To stay ahead of the curve, Wallace recommends that security firms conduct their own internal research, and develop their own weaponised AI to fight and test their defences. He calls it “an iron sharpens iron” approach to computer security. The Pentagon’s advanced research wing, DARPA, has already adopted this approach, organising grand challenges in which AI developers pit their creations against each other in a virtual game of Capture the Flag. The process is very Darwinian, and reminiscent of yet another approach to AI development — evolutionary algorithms. For hackers and infosec professionals, it’s survival of the fittest AI.
Goodman agrees, saying “we will out of necessity” be using increasing amounts of AI “for everything from fraud detection to countering cyberattacks.” And in fact, several start-ups are already doing this, partnering with IBM Watson to combat cyber threats, says Goodman.
“AI techniques are being used today by defenders to look for patterns — the antivirus companies have been doing this for decades — and to do anomaly detection as a way to automatically detect if a system has been attacked and compromised,” said Truvé.
At his company, Recorded Future, Truvé is using AI techniques to do natural language processing to, for example, automatically detect when an attack is being planned and discussed on criminal forums, and to predict future threats.
“Bad guys [with AI] will continue to use the same attack vectors as today, only in a more efficient manner, and therefore the AI based defence mechanisms being developed now will to a large extent be possible to also use against AI based attacks,” he said.
Dutt recommends that infosec teams continuously monitor the cyber attack activities of hackers and learn from them, continuously “innovate with a combination of supervised and unsupervised learning based defence strategies to detect and thwart attacks at the first sign,” and, like in any war, adopt superior defences and strategy.
The bystander effect
So our brave new world of AI-enabled hacking awaits, with criminals becoming increasingly capable of targeting vulnerable users and systems.
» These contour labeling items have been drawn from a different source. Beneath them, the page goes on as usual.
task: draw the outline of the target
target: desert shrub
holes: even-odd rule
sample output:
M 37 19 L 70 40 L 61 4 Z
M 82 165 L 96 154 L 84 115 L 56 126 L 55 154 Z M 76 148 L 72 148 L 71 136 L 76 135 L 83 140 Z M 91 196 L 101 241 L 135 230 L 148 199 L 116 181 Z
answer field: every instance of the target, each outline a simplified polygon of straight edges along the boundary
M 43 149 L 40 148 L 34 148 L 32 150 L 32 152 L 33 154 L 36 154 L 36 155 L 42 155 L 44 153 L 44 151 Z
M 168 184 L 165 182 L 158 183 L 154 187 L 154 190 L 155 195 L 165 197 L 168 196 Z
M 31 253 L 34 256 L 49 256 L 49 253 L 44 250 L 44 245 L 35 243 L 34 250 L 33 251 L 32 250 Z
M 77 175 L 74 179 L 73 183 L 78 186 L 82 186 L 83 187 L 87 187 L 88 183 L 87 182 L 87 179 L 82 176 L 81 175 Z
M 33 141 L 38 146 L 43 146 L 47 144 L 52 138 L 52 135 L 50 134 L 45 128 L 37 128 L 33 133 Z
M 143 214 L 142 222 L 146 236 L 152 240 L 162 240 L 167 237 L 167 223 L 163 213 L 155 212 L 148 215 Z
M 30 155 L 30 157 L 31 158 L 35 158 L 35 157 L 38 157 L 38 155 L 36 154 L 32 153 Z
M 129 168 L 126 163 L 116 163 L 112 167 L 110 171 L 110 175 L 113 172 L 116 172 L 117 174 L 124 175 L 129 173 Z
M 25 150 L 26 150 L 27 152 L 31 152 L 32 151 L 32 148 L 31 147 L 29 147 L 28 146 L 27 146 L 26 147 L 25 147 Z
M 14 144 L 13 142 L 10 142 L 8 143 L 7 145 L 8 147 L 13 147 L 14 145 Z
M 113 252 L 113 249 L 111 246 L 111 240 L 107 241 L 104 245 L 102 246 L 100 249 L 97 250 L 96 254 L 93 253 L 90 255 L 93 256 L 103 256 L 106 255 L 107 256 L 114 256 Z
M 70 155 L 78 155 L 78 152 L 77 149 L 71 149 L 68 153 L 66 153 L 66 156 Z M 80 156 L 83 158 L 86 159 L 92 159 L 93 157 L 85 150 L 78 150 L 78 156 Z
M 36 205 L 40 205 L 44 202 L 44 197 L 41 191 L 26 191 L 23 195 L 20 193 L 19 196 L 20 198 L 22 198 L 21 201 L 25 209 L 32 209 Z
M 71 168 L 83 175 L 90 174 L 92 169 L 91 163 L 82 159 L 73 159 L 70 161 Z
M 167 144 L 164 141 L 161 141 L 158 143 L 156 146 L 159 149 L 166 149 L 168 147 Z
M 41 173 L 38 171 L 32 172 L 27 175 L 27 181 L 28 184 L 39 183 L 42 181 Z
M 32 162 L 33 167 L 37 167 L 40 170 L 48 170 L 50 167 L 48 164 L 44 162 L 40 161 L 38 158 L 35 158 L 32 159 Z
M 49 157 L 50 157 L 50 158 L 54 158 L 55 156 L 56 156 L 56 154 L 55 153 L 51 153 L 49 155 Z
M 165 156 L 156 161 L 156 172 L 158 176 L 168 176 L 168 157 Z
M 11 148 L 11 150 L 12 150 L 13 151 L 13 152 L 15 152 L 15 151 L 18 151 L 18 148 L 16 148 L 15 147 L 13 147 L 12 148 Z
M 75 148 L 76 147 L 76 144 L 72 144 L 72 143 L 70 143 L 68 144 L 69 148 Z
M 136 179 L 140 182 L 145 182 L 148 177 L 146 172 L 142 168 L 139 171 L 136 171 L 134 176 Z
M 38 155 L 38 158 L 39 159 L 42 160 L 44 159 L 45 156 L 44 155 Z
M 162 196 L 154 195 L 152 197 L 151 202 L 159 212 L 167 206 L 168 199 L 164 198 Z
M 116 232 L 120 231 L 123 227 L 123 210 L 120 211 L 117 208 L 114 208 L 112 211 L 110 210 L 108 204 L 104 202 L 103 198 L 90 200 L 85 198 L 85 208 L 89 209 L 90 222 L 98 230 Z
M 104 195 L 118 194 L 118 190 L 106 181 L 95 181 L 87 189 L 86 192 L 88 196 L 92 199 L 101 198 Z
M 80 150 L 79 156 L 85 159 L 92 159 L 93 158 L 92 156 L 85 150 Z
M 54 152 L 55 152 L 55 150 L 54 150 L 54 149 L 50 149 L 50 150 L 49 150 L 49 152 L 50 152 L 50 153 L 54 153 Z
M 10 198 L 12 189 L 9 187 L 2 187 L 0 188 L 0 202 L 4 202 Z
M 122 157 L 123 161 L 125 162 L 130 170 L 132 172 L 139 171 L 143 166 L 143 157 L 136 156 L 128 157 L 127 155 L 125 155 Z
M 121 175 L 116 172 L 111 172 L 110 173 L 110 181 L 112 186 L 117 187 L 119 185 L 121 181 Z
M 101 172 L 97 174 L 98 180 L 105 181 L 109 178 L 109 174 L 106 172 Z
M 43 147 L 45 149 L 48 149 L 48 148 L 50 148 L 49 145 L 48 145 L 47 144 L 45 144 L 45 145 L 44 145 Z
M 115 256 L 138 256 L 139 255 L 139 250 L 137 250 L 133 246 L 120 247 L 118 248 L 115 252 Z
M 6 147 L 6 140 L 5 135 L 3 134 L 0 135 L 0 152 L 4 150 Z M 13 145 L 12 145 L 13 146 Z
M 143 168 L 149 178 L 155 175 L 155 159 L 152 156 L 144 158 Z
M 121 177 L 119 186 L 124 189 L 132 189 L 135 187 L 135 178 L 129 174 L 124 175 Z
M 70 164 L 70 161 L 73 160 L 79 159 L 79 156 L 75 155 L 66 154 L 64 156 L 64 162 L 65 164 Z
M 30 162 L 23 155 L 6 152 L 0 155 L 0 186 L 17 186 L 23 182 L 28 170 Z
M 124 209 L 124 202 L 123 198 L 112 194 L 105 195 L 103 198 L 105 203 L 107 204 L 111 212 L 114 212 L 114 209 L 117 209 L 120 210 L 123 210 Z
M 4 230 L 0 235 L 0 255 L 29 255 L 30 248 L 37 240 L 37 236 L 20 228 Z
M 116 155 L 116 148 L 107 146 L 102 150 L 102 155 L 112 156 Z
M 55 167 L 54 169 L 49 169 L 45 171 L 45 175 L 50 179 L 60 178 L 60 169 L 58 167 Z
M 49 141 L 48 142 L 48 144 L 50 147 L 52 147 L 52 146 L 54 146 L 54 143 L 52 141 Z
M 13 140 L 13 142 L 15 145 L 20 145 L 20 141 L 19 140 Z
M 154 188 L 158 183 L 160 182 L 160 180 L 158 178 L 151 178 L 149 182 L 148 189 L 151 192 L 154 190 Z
Computer security firms will likewise lean on a AI in a never ending effort to keep up. Eventually, these tools will escape human comprehension and control, working at lightning fast speeds in an emerging digital ecosystem. It will get to a point where both hackers and infosec professionals have no choice but to hit the “go” button on their respective systems, and simply hope for the best. A consequence of AI is that humans are increasingly being kept out of the loop.